P. 121. « Il fait pénétrer dans son âme la perfection du sacrifice ». Qu’est-ce que le sacrifice? je vous le demande un peu. Est-ce bien clair pour vous?
Quelque dégoût qu’inspire l’erreur parvenue à l’une de ses dernières périodes, quelque peine que l’on éprouve à signaler sa chute et les écueils contre lesquels elle va se meurtrir, lorsque poussée dans l’abîme, elle tombe jusqu’à ce qu’elle… [inachevé].
Analyse.
La religion change avec les époques comme le reste.

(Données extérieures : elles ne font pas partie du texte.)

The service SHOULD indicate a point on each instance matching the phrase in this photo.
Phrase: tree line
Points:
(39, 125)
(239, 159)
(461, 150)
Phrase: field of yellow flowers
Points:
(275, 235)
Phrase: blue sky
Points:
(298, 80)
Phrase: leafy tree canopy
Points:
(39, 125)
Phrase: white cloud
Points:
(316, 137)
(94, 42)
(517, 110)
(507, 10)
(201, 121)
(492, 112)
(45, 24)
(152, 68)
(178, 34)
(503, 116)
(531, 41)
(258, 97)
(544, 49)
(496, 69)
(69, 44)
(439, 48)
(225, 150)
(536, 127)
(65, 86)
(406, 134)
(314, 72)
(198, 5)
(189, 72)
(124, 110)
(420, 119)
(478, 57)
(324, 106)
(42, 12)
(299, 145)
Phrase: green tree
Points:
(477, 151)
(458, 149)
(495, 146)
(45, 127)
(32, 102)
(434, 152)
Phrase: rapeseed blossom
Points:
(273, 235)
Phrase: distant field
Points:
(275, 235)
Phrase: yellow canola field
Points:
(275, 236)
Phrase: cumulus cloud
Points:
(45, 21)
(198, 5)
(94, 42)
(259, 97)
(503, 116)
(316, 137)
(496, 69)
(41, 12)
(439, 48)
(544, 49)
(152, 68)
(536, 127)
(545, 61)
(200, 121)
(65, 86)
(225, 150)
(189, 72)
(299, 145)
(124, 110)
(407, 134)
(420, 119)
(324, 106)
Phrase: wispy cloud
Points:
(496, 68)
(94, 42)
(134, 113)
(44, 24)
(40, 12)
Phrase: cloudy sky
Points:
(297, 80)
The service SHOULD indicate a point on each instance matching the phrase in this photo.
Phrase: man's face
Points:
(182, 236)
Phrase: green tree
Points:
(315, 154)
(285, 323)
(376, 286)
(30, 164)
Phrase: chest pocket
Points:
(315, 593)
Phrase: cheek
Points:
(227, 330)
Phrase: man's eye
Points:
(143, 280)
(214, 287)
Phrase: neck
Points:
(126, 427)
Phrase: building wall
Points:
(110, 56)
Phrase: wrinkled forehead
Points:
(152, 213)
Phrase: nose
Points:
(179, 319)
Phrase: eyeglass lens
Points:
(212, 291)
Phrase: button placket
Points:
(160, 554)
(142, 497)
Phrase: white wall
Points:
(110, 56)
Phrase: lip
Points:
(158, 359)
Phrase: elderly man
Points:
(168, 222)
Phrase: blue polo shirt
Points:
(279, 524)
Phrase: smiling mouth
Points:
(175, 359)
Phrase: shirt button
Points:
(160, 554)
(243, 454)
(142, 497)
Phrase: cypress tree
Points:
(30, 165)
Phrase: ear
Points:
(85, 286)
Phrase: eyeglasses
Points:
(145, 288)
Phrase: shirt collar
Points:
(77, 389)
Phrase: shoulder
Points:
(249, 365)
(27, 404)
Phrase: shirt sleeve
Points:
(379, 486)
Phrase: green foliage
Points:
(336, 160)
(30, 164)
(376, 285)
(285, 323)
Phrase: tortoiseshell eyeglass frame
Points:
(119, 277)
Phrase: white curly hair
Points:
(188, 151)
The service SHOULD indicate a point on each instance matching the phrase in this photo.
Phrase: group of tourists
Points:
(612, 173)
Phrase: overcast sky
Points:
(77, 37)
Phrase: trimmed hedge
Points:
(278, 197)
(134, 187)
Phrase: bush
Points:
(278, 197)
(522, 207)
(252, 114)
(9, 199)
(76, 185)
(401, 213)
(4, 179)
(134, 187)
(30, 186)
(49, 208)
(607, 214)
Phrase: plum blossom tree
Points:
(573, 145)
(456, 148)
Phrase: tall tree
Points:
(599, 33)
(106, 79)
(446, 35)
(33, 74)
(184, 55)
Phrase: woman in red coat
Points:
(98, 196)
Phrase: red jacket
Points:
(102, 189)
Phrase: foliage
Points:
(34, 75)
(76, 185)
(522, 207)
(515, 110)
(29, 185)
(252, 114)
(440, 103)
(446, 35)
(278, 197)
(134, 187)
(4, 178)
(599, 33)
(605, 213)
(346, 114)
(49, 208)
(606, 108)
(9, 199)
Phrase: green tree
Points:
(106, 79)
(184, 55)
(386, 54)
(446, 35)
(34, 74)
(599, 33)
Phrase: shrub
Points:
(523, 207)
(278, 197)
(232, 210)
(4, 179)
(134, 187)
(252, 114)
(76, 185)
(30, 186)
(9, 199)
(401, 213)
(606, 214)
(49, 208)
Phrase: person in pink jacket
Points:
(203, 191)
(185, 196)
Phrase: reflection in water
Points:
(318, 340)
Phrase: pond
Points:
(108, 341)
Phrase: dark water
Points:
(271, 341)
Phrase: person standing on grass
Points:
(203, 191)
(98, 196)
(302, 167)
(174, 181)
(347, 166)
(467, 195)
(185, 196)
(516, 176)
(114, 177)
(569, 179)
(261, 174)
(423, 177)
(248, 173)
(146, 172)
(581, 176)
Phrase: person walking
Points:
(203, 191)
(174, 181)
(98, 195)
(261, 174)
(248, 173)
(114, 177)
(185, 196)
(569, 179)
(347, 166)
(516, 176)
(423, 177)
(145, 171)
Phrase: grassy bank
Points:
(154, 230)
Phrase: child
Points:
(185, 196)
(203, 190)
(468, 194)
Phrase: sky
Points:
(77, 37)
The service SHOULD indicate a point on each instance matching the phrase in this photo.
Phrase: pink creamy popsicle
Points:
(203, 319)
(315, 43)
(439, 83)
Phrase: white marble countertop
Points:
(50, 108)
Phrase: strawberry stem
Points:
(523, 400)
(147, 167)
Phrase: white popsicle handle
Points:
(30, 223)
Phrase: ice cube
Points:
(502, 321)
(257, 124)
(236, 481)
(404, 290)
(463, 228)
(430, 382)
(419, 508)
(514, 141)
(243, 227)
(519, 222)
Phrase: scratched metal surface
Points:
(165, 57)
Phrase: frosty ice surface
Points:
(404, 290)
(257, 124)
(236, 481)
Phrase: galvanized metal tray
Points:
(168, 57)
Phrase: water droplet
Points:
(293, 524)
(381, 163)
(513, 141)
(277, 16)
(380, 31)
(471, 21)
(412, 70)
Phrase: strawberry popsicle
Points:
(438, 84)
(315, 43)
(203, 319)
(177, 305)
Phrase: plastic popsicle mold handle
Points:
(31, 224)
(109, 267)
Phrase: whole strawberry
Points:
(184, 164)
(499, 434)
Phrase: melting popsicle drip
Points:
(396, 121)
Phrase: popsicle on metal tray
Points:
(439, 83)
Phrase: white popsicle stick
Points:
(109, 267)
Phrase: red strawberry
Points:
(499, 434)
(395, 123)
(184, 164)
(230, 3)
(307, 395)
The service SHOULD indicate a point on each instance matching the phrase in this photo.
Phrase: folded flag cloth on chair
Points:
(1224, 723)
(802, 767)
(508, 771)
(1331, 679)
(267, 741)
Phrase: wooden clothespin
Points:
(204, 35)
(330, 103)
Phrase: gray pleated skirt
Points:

Qu’entendez-vous par religion? Sont-ce les dogmes ou la discipline? Les dogmes sont vrais ou faux; donc ils ne sauraient changer. La discipline, dès qu’elle n’est pas l’expression d’un dogme, n’est qu’un accessoire très faible même de la religion. Dans l’autre cas il faudrait changer le dogme et cela serait changer la vérité. C’est un sentiment intime, sur lequel reposent nos croyances. L’esprit de l’homme doit examiner, et en examinant il modifie, et cette modification est un perfectionnement. – Les dogmes stationnaires ne permettent pas la religion. – La religion qui veut s’opposer aux progrès de l’esprit est vaincue dans la lutte.
Il est des gens, et gens connus, qui dans une discussion ne se fâchent que parce que vous les avez pris trop à l’improviste pour leur donner le temps d’être de votre avis.